Let them eat Dodger Dogs!
OPENING DAY at Dodger Stadium. Out on the fresh, emerald field, it was all about the RBIs and the ERAs.
Me, I was down in the dim expanse beneath the right-field pavilion, where my mind is on LDLs — the bad cholesterol. I could practically hear it churning through the arteries of people around me who bleed Dodger blue but feed nacho-cheese orange.
Spring, the season that launches diets and hope eternal, also launches the Dodgers’ new “all you can eat” section: 3,229 bleacher seats where last season’s $6 ticket has turned into a $35 passport to bottomless nachos, endless Dodger Dogs, bushels of peanuts and popcorn and lagoons of soda.
This, I had to see. (What does one wear to an “all you can eat” affair, anyway? Elastic? A tarp?)
Sports — watching, not playing — already is so entwined with party food that a ballgame without edibles would be like Thanksgiving without the tryptophan-turkey coma. But does an “all you can eat” ticket push from excess to grotesque? Would anyone eat himself into the black?
On the upper stadium levels Dodger Dogs are $4.75, popcorn $4.50. So, if you eat about seven Dodger Dogs, you’re seeing the game for free. But then, of course, you’d also have a bellyache and a few ugly pounds as a souvenir.
That seemed to be the plan for quite a few of the bleacher fans. As Rocky Lopez hollered as he hit the concession stand — and mind you, he’s been coming to see the Dodgers for 19 years, since he was 5, so it takes a lot to get him excited — “All you can eat! Wooooooooooo!”
The concession windows here open 90 minutes before the game and close two hours into it, ‘round about the 7th-inning belch, but hours of grazing still weren’t enough for some. I saw one scrawny young man brace himself with his back to the concession window and try to shove the steel shutters up as they rolled down.
The Dodger people told me that the 3,000 or so “all you can eat” ticket-holders ate about 8,000 hot dogs and yet-untallied quantities of peanuts and popcorn and nachos.
What I can tell the Dodger people is that their little marketing scheme isn’t just going to harrow the lab boys at the Center for Science in the Public Interest — it’s going to serve as social metaphor.
Monica Ortega bought bleacher tickets because they were the only ones left, and she was eating sparingly. But what about all those people who weren’t?
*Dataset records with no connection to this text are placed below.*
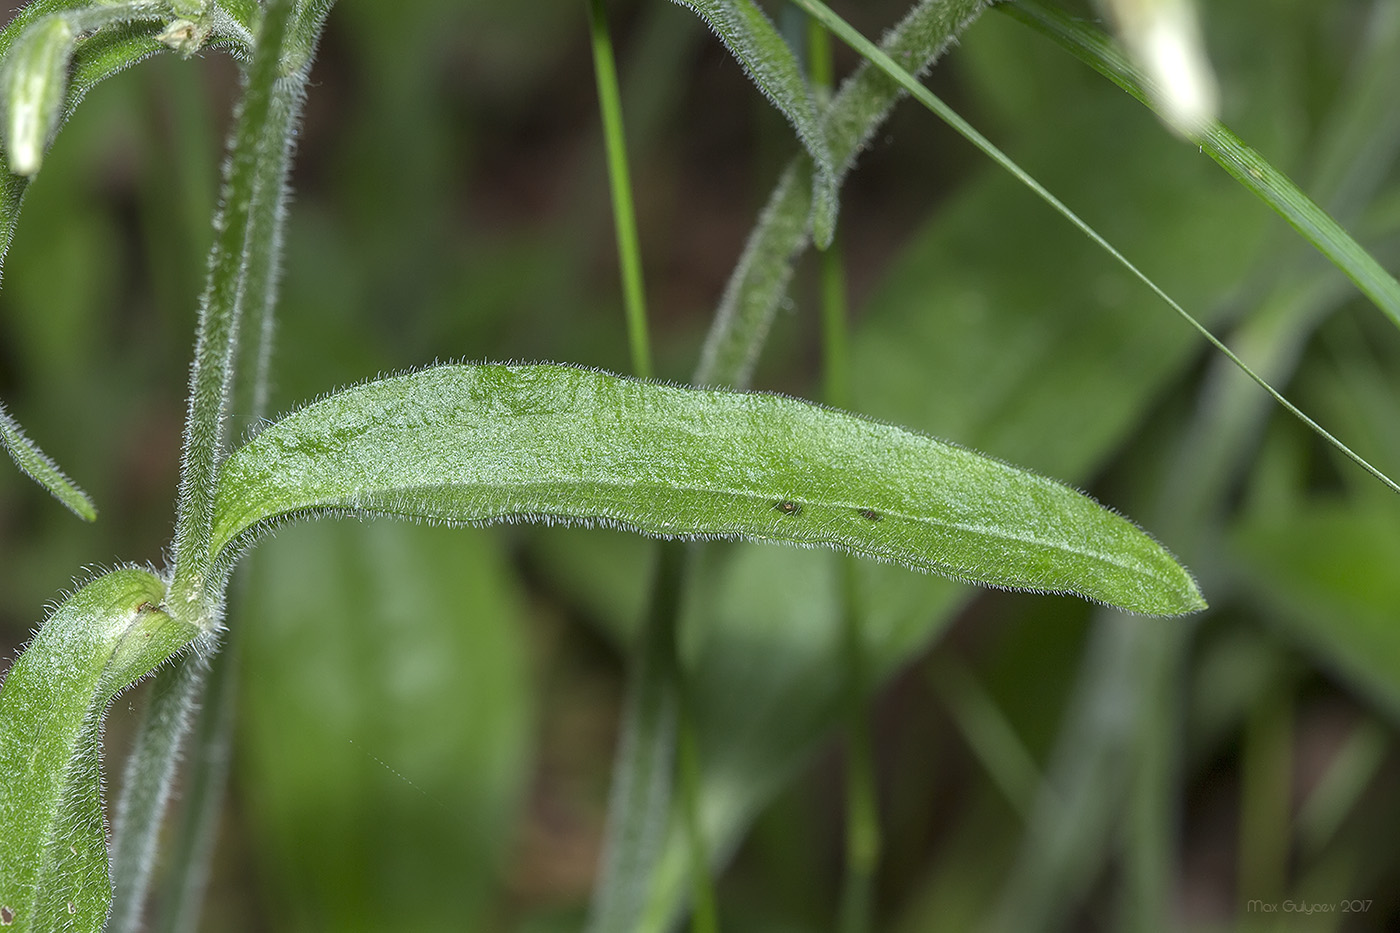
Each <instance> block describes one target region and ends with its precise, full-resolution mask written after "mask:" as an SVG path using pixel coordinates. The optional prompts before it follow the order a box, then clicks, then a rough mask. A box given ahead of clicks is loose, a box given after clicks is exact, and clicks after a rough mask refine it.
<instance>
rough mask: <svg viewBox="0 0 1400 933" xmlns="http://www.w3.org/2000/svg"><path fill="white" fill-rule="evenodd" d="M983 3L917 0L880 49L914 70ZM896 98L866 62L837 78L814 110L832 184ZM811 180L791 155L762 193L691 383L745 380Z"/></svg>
mask: <svg viewBox="0 0 1400 933" xmlns="http://www.w3.org/2000/svg"><path fill="white" fill-rule="evenodd" d="M984 7H986V0H923V1H921V3H918V6H916V7H914V8H913V10H910V11H909V14H907V15H906V17H904V18H903V20H900V21H899V24H896V25H895V28H892V29H890V31H889V34H888V35H886V36H885V39H883V42H882V43H881V48H882V49H885V52H886V53H888V55H889V56H890V57H892V59H895V60H897V62H903V63H904V66H906V67H907V69H909V70H911V71H914V73H916V74H921V73H923V71H924V70H927V69H928V67H930V66H931V64H932V63H934V62H937V60H938V57H939V56H941V55H942V53H944V50H945V49H946V48H948V46H949V45H951V43H952V42H953V41H955V39H956V36H958V35H959V34H960V32H962V31H963V29H965V28H967V25H969V24H970V22H972V21H973V20H976V18H977V15H979V14H980V13H981V10H983V8H984ZM902 97H904V88H902V87H900V85H899V84H897V83H896V81H893V80H890V78H889V77H888V76H885V74H883V73H882V71H881V70H879V69H876V67H874V66H871V64H868V63H864V64H861V67H858V69H857V70H855V73H853V74H851V76H850V77H847V78H846V80H844V81H841V85H840V88H839V90H837V92H836V95H834V97H833V98H832V102H830V104H829V105H827V108H826V111H825V112H823V115H822V116H823V120H825V123H826V137H827V144H829V146H830V150H832V160H833V163H834V165H836V181H837V186H839V185H840V182H841V181H843V179H844V178H846V174H847V172H850V171H851V168H853V167H854V164H855V157H857V155H858V154H860V151H861V148H864V146H865V144H867V143H868V141H869V140H871V137H872V136H874V134H875V130H876V129H879V126H881V123H883V122H885V118H886V116H888V115H889V112H890V109H892V108H893V106H895V104H896V102H897V101H899V99H900V98H902ZM811 177H812V163H811V160H809V158H806V157H804V155H799V157H798V158H794V160H792V161H791V163H788V165H787V168H785V170H784V171H783V175H781V178H780V179H778V184H777V186H776V188H774V189H773V193H771V195H769V200H767V205H766V206H764V207H763V213H762V214H760V216H759V221H757V224H755V227H753V231H752V233H750V234H749V240H748V242H746V244H745V247H743V254H742V255H741V256H739V262H738V265H736V266H735V269H734V273H732V275H731V276H729V283H728V286H725V291H724V297H722V298H721V300H720V307H718V310H717V311H715V319H714V325H713V326H711V328H710V333H708V336H707V338H706V343H704V349H703V350H701V353H700V366H699V367H697V368H696V374H694V378H693V381H694V382H696V384H697V385H731V387H736V388H742V387H745V385H748V382H749V375H750V374H752V371H753V366H755V363H756V361H757V359H759V350H760V349H762V346H763V340H764V338H766V336H767V332H769V328H770V326H771V324H773V315H774V314H777V310H778V305H780V304H781V303H783V297H784V294H787V286H788V282H790V280H791V277H792V265H794V263H795V262H797V258H798V255H799V254H801V252H802V251H804V249H805V248H806V245H808V235H806V221H808V214H809V213H811V210H812V200H811V199H812V181H811Z"/></svg>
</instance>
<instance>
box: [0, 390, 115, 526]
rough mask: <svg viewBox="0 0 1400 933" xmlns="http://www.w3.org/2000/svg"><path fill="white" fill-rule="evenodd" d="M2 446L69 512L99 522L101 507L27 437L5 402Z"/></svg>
mask: <svg viewBox="0 0 1400 933" xmlns="http://www.w3.org/2000/svg"><path fill="white" fill-rule="evenodd" d="M0 443H3V444H4V450H6V452H7V454H10V457H11V459H14V465H15V466H18V468H20V469H21V471H24V474H25V475H27V476H29V478H31V479H34V482H36V483H39V485H41V486H43V488H45V489H48V490H49V492H50V493H52V495H53V497H55V499H57V500H59V502H62V503H63V504H64V506H67V507H69V510H70V511H71V513H73V514H74V516H77V517H78V518H81V520H84V521H97V506H94V504H92V500H91V499H88V495H87V493H85V492H83V490H81V489H78V488H77V486H74V485H73V481H70V479H69V478H67V476H64V475H63V471H62V469H59V465H57V464H55V462H53V461H52V459H49V457H48V455H46V454H45V452H43V451H42V450H39V445H38V444H35V443H34V441H32V440H29V438H28V437H25V434H24V431H22V430H20V424H18V423H17V422H15V420H14V419H13V417H10V412H7V410H6V408H4V402H0Z"/></svg>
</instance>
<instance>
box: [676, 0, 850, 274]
mask: <svg viewBox="0 0 1400 933" xmlns="http://www.w3.org/2000/svg"><path fill="white" fill-rule="evenodd" d="M676 3H679V4H680V6H683V7H689V8H690V10H693V11H694V13H696V15H699V17H700V18H701V20H704V21H706V22H707V24H708V25H710V28H711V29H714V31H715V34H717V35H718V36H720V39H721V41H722V42H724V45H725V46H727V48H728V49H729V52H731V53H734V57H735V59H738V60H739V63H741V64H742V66H743V70H745V71H748V73H749V77H750V78H752V80H753V83H755V84H756V85H757V87H759V90H762V91H763V92H764V94H766V95H767V98H769V99H770V101H771V102H773V105H774V106H777V108H778V109H780V111H781V112H783V115H784V116H785V118H787V119H788V122H791V123H792V127H794V129H795V130H797V134H798V139H801V140H802V146H804V147H805V148H806V151H808V155H809V157H811V158H812V164H813V165H815V170H816V171H815V172H813V179H812V186H811V189H809V193H811V202H809V203H811V207H812V210H811V226H812V237H813V238H815V240H816V242H818V245H819V247H822V248H823V249H825V248H826V247H827V245H829V244H830V242H832V235H833V234H834V233H836V213H837V209H839V200H837V189H839V188H840V181H839V177H837V170H836V165H837V160H836V158H834V155H833V153H832V146H830V139H829V136H827V133H826V130H825V126H823V120H822V116H820V113H819V112H818V106H816V101H815V99H813V97H812V90H811V88H809V87H808V84H806V80H805V78H804V77H802V69H801V67H798V63H797V56H795V55H792V49H791V48H790V46H788V43H787V42H785V41H784V39H783V36H781V35H778V31H777V28H776V27H774V25H773V22H771V21H770V20H769V18H767V15H766V14H764V13H763V10H762V8H760V7H759V6H757V4H756V3H753V0H676ZM806 221H808V219H806V217H804V228H805V227H806Z"/></svg>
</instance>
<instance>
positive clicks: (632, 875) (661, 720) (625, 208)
mask: <svg viewBox="0 0 1400 933" xmlns="http://www.w3.org/2000/svg"><path fill="white" fill-rule="evenodd" d="M588 24H589V34H591V39H592V50H594V76H595V78H596V83H598V104H599V109H601V112H602V123H603V140H605V147H606V153H608V181H609V188H610V191H612V209H613V228H615V233H616V238H617V262H619V272H620V275H622V283H623V298H624V304H626V311H627V345H629V347H630V349H631V366H633V371H634V374H636V375H638V377H641V378H651V377H652V375H654V370H652V363H651V342H650V338H648V333H647V304H645V289H644V284H643V273H641V245H640V240H638V235H637V217H636V209H634V206H633V198H631V177H630V171H629V167H627V139H626V133H624V130H623V119H622V92H620V90H619V87H617V67H616V63H615V57H613V48H612V39H610V38H609V32H608V18H606V11H605V10H603V0H589V3H588ZM673 551H675V548H673V546H672V545H662V555H661V558H659V563H658V569H657V576H655V577H654V580H652V590H654V594H655V600H657V602H655V608H654V612H651V614H650V615H648V618H647V621H645V626H647V628H645V630H644V633H643V636H641V640H640V643H638V660H637V661H636V667H634V674H633V677H634V681H633V684H631V686H630V689H629V706H627V712H626V720H624V723H623V734H624V737H627V735H633V737H636V740H634V744H633V751H634V754H631V755H624V754H623V752H622V751H619V756H617V768H616V769H615V776H613V782H615V787H629V786H650V787H652V789H654V800H655V803H657V806H658V807H661V804H662V801H669V799H671V787H669V785H671V783H672V775H671V769H672V766H675V768H676V769H678V770H679V785H680V810H682V814H683V817H685V828H686V835H687V838H689V842H690V856H692V885H693V898H694V913H693V923H694V930H696V933H715V932H717V930H718V920H717V908H715V898H714V890H713V884H711V881H710V860H708V853H707V849H706V845H704V835H703V832H701V828H700V818H699V813H697V807H699V797H700V763H699V751H697V748H696V740H694V728H693V724H692V721H690V717H689V714H687V710H686V700H685V695H686V688H685V677H683V674H682V671H680V663H679V658H678V651H676V621H678V619H676V615H678V614H679V611H680V604H679V598H678V594H679V591H680V588H682V586H683V580H685V574H686V563H687V560H686V558H685V555H683V553H680V555H679V556H678V555H676V553H673ZM673 597H675V598H673ZM652 702H654V703H655V706H654V707H650V709H648V707H647V705H648V703H652ZM675 742H679V745H675ZM624 769H627V770H624ZM615 804H616V797H615ZM626 806H627V804H624V807H626ZM658 813H661V811H658ZM666 813H669V810H666ZM657 818H658V820H659V818H661V817H657ZM664 828H665V824H664V822H662V824H661V827H659V832H658V828H651V831H650V832H637V831H636V829H634V828H633V827H629V825H627V821H626V820H624V818H622V817H620V814H615V813H613V811H612V810H609V835H608V843H606V845H608V852H609V859H610V860H609V863H606V864H605V870H603V871H602V873H601V874H599V880H598V894H596V898H598V901H596V902H595V909H596V911H598V913H595V925H596V923H602V920H599V919H598V918H599V916H605V915H606V912H608V909H610V908H606V904H609V902H613V904H619V901H610V894H609V890H610V888H612V887H613V885H617V884H620V883H622V880H623V877H627V878H629V880H636V881H643V880H644V878H647V877H650V874H647V873H644V874H640V876H638V874H636V870H634V869H627V867H626V864H627V863H629V862H640V863H647V864H652V863H655V859H657V857H658V856H659V853H661V848H662V846H664V845H665V832H664ZM615 829H616V832H613V831H615ZM637 842H641V843H643V846H641V848H640V849H637V850H636V852H622V850H620V849H626V848H627V846H629V845H630V843H637ZM648 843H650V846H654V848H650V846H648ZM609 864H610V866H619V869H617V871H609V870H608V866H609ZM622 873H627V874H626V876H623V874H622ZM636 890H637V892H638V895H644V894H645V887H644V885H643V887H640V888H636ZM641 902H643V901H641V899H637V901H636V902H634V905H629V904H627V898H622V899H620V904H619V906H617V908H616V911H617V912H619V916H626V915H627V913H630V912H633V911H634V909H640V905H641ZM634 916H636V915H634Z"/></svg>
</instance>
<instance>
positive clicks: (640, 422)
mask: <svg viewBox="0 0 1400 933" xmlns="http://www.w3.org/2000/svg"><path fill="white" fill-rule="evenodd" d="M318 511H322V513H323V511H349V513H356V514H371V516H372V514H381V516H398V517H407V518H426V520H437V521H448V523H459V524H461V523H487V521H497V520H526V521H529V520H535V521H563V523H581V524H588V523H602V524H610V525H617V527H622V528H629V530H633V531H640V532H643V534H648V535H654V537H658V538H742V539H750V541H776V542H784V544H797V545H806V546H812V545H825V546H834V548H841V549H846V551H848V552H851V553H855V555H860V556H865V558H874V559H876V560H885V562H890V563H899V565H904V566H907V567H911V569H916V570H924V572H932V573H939V574H944V576H949V577H953V579H958V580H967V581H973V583H986V584H991V586H998V587H1009V588H1021V590H1035V591H1040V593H1077V594H1079V595H1084V597H1086V598H1091V600H1096V601H1102V602H1106V604H1112V605H1117V607H1120V608H1126V609H1128V611H1133V612H1145V614H1152V615H1180V614H1184V612H1193V611H1196V609H1200V608H1204V605H1205V602H1204V600H1201V595H1200V593H1198V591H1197V588H1196V584H1194V581H1193V580H1191V579H1190V574H1187V573H1186V570H1184V569H1182V567H1180V565H1177V563H1176V562H1175V560H1173V559H1172V556H1170V555H1169V553H1166V552H1165V551H1163V549H1162V548H1161V546H1159V545H1158V544H1156V542H1155V541H1152V539H1151V538H1148V537H1147V535H1145V534H1142V532H1141V531H1140V530H1138V528H1137V527H1134V525H1133V524H1131V523H1128V521H1126V520H1124V518H1121V517H1120V516H1117V514H1114V513H1112V511H1109V510H1106V509H1103V507H1100V506H1099V504H1098V503H1095V502H1093V500H1092V499H1088V497H1086V496H1084V495H1081V493H1077V492H1074V490H1072V489H1070V488H1067V486H1063V485H1060V483H1056V482H1053V481H1049V479H1044V478H1042V476H1036V475H1033V474H1026V472H1023V471H1019V469H1015V468H1012V466H1008V465H1005V464H1001V462H998V461H993V459H988V458H984V457H980V455H977V454H973V452H972V451H967V450H965V448H960V447H953V445H951V444H945V443H942V441H938V440H934V438H931V437H925V436H920V434H913V433H910V431H906V430H903V429H899V427H893V426H889V424H879V423H875V422H869V420H865V419H861V417H855V416H851V415H846V413H841V412H836V410H832V409H823V408H818V406H815V405H811V403H806V402H799V401H797V399H790V398H784V396H780V395H762V394H743V392H724V391H706V389H683V388H675V387H669V385H657V384H651V382H641V381H636V380H627V378H622V377H616V375H610V374H606V373H599V371H592V370H582V368H577V367H568V366H547V364H540V366H500V364H484V366H447V367H440V368H433V370H424V371H421V373H414V374H412V375H402V377H396V378H391V380H384V381H379V382H370V384H367V385H361V387H358V388H353V389H347V391H344V392H340V394H337V395H332V396H330V398H326V399H323V401H321V402H315V403H312V405H311V406H308V408H305V409H302V410H300V412H297V413H294V415H291V416H288V417H284V419H283V420H280V422H277V423H276V424H273V426H270V427H267V429H266V430H263V431H262V433H260V434H259V436H258V437H256V438H253V440H252V441H251V443H249V444H246V445H245V447H242V448H241V450H239V451H237V452H235V454H234V455H232V457H230V459H228V462H227V464H225V465H224V468H223V472H221V478H220V493H218V504H217V509H216V518H214V538H213V552H214V553H218V552H220V551H223V549H224V548H227V546H228V545H231V544H234V542H237V541H239V539H242V538H244V537H245V535H248V534H256V531H258V528H260V527H263V525H267V524H272V523H276V521H280V520H286V518H287V517H294V516H297V514H314V513H318Z"/></svg>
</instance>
Is “all you can eat” really a good idea in a democracy where everyone puts his pants on one leg at a time — but sometimes can’t zip them?
“People need to learn self-restraint and take responsibility for their own actions,” Ortega told me. “Just because you go to the “all you can eat” section doesn’t mean you have to eat it all.”
Wait a minute — lemme see those tickets. What is this, the Libertarian section?
Candy Vega-Gomez came from Paramount with her three grown sons. Issac Gomez, who’s 19, had made it through six trays of nachos, three Dodger Dogs, two popcorns, two peanut bags, “and I’m still going.” He works it off working at Home Depot, but what about everyone else, the obese Americans who don’t? Isn’t this a cruel trick on them?
“That’s a lifelong habit,” Vega-Gomez shrugged. “It has nothing to do with the Dodgers.”
By my eyeball estimation, at Dodger Stadium, the average body mass index goes down as the ticket price goes up. Several levels above the “all you can eat” seats, I ran into the perpetually bright-side City Councilman Tom LaBonge, and asked him about the $35 ticket’s public health message.
“As chairman of the health committee for the City Council, I hope they don’t eat too much,” he said. Then again, that might not be so bad “as long as they walk down to Sunset Boulevard and catch the MTA and walk off those great Dodger Dogs!”
Don’t doubt that there was plenty of high-end noshing going on too. I saw a dessert cart the size of a calliope parked outside one private suite, where former Secretary of State (and very svelte) Warren Christopher poked his head out the door. Wolfgang Puck popped out of another suite. A tale of two levels, the prole and the aristo versions of the same thing: the passionate conviction that when you’re on vacation — and a day at the ballpark is surely that — you aren’t spending real money or eating real calories.
There were some champion chow-hounds there on opening day, but I doubt that the Dodgers will lose money on the “all you can eat” deal, just as I doubt that the ticket-holders will lose weight.
Every food issue that public health is grappling with is right there under the right-field bleachers.
Would “all you can eat” tickets be a sellout if the food came from the “healthy plate” menu instead? Would guys be hollering and high-fiving over bottomless hummus plates and endless veggie dogs? Then again, is the concession stand the place to take a stand on public health policy?
Let me put it this way: Does the chubby kid I saw trailing behind his dad see a fat guy with food issues, or a hero who takes him to ballgames and buys him hot dogs?